Face à la crise sanitaire et au désarroi du spectacle vivant, la Grande Balade d’Annecy, ouverture du festival Annecy Paysages, a dû s’adapter. Salvador Garcia, directeur de Bonlieu, scène nationale d’Annecy, a imaginé cette déambulation en dehors de la ville, à 1 400 m d’altitude, sur le chemin de randonnée de la montagne du Semnoz. Artistes et spectateurs ont répondu présents, tous heureux de retrouver, sous un jour nouveau, le plaisir de la danse, du théâtre et de la performance. De quoi prendre un peu de hauteur en ces temps de catastrophes, et de repenser, entre la grandeur des forêts alpines et la pureté de l’air, ce que « vivre » un spectacle et spectacle « vivant » veulent dire.
Les 18 et 19 juillet 2020 s’est tenue la Grande Balade d’Annecy. Habituellement pensé dans un cadre urbain, l’évènement s’est déplacé plus haut pour investir de sa présence les hauteurs de la montagne du Semnoz. Respectant ainsi les nouvelles normes sanitaires, danse, théâtre, cirque et musique ont pu se fondre dans le paysage vertigineux des Alpes et rencontrer un public éclectique, parfois plus habitué à la marche qu’à l’espace clos des salles de théâtre. La déambulation et l’itinéraire proposés laissaient le choix aux promeneurs de suivre un chemin précis ou de se laisser surprendre par les diverses formes de spontanéité et de surgissement que permettent ce genre d’espace et le dispositif déambulatoire lui-même.
On peut ainsi décider d’arriver en retard ou en avance à telle représentation, de partir ou de rester, de s’attarder sur le spectacle puis sur la vue imprenable du Mont Blanc, ou de regarder les deux se superposer ensemble. Ce que la Grande Balade propose avant tout, c’est peut-être cet agencement entre la nature autour et le moment du spectacle, son kairos, agencement si particulier et qui nous fait aimer la représentation dans son paysage et le paysage se dessinant à l’intérieur d’elle. Manière de voir la place qu’occupe l’atmosphère dans notre manière de vivre un moment artistique.
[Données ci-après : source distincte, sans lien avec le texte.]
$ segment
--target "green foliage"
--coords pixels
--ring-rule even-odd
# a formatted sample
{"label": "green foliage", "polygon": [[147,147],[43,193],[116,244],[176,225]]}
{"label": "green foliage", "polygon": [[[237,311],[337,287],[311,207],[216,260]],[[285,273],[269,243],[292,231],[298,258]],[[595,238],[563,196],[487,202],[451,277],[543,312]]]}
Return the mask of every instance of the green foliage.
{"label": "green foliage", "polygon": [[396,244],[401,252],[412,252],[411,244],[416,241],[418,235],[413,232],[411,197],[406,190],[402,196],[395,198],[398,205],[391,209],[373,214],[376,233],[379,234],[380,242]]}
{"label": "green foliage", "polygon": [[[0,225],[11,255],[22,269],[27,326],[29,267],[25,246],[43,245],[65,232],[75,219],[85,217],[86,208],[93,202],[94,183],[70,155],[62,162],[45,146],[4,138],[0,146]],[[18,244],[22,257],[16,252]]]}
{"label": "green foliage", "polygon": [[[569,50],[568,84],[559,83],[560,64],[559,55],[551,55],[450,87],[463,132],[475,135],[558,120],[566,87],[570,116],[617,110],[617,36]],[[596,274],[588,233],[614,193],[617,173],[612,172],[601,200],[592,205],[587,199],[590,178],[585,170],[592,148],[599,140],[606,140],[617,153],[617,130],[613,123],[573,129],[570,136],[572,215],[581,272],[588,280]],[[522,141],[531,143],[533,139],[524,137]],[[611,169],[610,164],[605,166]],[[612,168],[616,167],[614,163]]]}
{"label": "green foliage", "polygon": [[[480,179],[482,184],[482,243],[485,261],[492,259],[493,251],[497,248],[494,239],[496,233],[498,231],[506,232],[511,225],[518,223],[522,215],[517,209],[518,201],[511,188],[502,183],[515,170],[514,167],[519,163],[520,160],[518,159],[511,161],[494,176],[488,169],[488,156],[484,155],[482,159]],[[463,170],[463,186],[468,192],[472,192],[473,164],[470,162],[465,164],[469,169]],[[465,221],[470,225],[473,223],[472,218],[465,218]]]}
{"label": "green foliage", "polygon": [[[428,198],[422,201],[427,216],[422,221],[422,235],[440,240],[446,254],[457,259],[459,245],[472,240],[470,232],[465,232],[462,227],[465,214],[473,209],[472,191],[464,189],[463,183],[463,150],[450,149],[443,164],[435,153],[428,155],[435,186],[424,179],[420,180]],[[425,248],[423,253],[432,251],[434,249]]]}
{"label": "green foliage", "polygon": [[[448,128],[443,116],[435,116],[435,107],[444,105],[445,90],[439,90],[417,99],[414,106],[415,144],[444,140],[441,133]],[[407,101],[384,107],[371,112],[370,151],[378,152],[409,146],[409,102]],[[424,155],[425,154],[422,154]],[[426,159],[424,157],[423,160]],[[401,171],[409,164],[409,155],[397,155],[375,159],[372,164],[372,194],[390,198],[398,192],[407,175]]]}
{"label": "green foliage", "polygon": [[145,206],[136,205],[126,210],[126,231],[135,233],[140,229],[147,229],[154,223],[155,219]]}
Parmi notre déambulation, nous pourrons retenir la performance vertigineuse, conçue par Rachid Ouramdane, de Nathan Paulin, funambuliste se balançant à plusieurs dizaines de mètres au dessus du sol, sur une slackline. Des hauts-parleurs installés en dessous se fait entendre la voix de l’acrobate contant ses souvenirs, son rapport particulier au vent et à la hauteur. Son histoire résonne autour de nous, semblant se répercuter entre la cime des arbres. Il nous parle de sa fragilité d’homme, minuscule face à la grandeur de la chaîne alpine, alors que nous retenons notre souffle, absorbés par sa grâce d’oiseau.
Quelques pas plus loin, un duo puis un trio de danseurs imaginés respectivement par Saïef Remmide et Jean-Claude Gallotta s’enlacent et se laissent tomber, s’aiment et se repoussent, au rythme d’une joueuse de guzheng et d’un saxophoniste. La marche se poursuit au cœur de la forêt alpine, les promeneurs sont accompagnés par la mélodie de musiciens suspendus au hasard dans les arbres. Les chants et les airs, difficiles à situer et à circonscrire emplissent la marche d’une force quasi-magique. Magie du happening.
Les différentes représentations se suivent les unes les autres s’entrelaçant dans un grand tout, faisant fondre les frontières de l’espace et du temps du spectacle. Nous surprendrons ainsi Chloé Moglia, suspendue à un arc de cercle métallique, qui semble converser avec la courbure des sapins, ou François Chaignaud, dansant sur une planche de bois d’un mètre carré, au milieu d’un chemin boueux, en corset doré. Improvisations, créations in situ, performances repensées pour l’occasion se mettent à exister différemment dans leur nouvel espace d’accueil. Loin d’être un espace clos, le territoire qu’occupent les artistes et les spectateurs peut ainsi être pensé comme « acte », tant il est vrai que ce type d’espace se fait et se défait au rythme des tissus de rencontres et de représentations permises par le dispositif de la déambulation.
A prix libre et dans un lieu investi pour la première fois par un tel évènement, l’art se décloisonne, sortant de la ville et des salles pour venir respirer et s’ouvrir. Avec le minimalisme imposé parfois par l’art in situ, performers, musiciens, danseurs et artistes nous font vivre le paysage, leur paysage, nous faisant ainsi voir la polymorphie du spectacle vivant, sa capacité à répondre à la crise et à faire survivre ses promesses politiques et esthétiques.